The non-partisan group called No To Plunder rallied thousands of people in Yerevan on Wednesday in an effort to prevent a more than 40 percent price rise requested by the national power utility, the Electricity Networks of Armenia (ENA). It was joined by leaders of the country’s main opposition parties.
Vaghinak Shushanian, a member of No To Plunder, told RFE/RL’s Armenian service (Azatutyun.am) that the group has scheduled the next demonstration for June 19. He said it will conduct a publicity campaign in the next three weeks to ensure that the rally attracts “three or four times as many people.”
“Right from the beginning we opted for a tactic of street struggle,” said Shushanian. “That means we see no need to embark on a dialogue with any political force or the authorities.”
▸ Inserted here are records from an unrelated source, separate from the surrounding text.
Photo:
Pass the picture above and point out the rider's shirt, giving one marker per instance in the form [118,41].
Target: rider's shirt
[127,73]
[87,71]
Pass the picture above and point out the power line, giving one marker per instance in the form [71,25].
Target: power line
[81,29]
Armenia’s Public Services Regulatory Commission (PSRC) is expected to rule on the ENA request to raise the energy tariffs before June 19.
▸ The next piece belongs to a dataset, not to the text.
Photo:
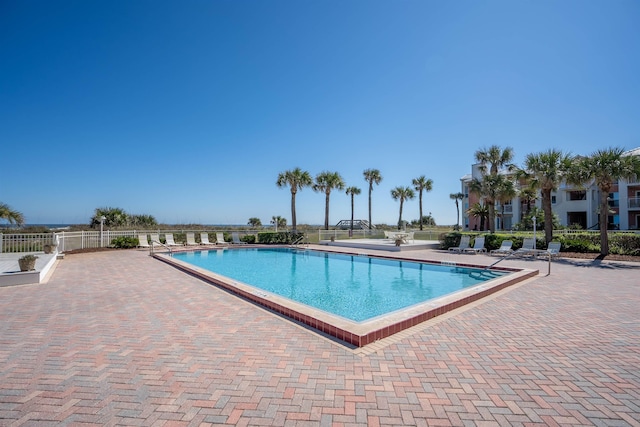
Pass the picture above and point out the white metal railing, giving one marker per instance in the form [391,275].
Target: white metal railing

Energy and Natural Resources Minister Yervand Zakharian implied on Thursday that the regulatory body will approve a more modest price rise than is sought by the ENA. Zakharian stood by his arguments that higher prices are indispensable for enabling the Russian-owned company to sort out its serious financial problems.
No To Plunder, the Armenian opposition and other government critics believe that massive losses incurred by the ENA result from poor management, rather than the existing electricity fees.
Vahram Baghdasarian, the parliamentary leader of the ruling Republican Party of Armenia (HHK), made clear on Friday that the authorities are listening to the critics’ arguments but will not necessarily accept them. Baghdasarian spoke of a risk of “the collapse of the energy system.”
Meanwhile, Labor and Social Affairs Minister Artem Asatrian gave further indications that electricity will soon become even more expensive for Armenian households. He said the government is already preparing to compensate people living below the official poverty line.
Asatrian noted that the government raised by 1,000 drams ($2.1) monthly poverty benefits paid to more than 100,000 poor families when the electricity price rose by 10 percent in August last year.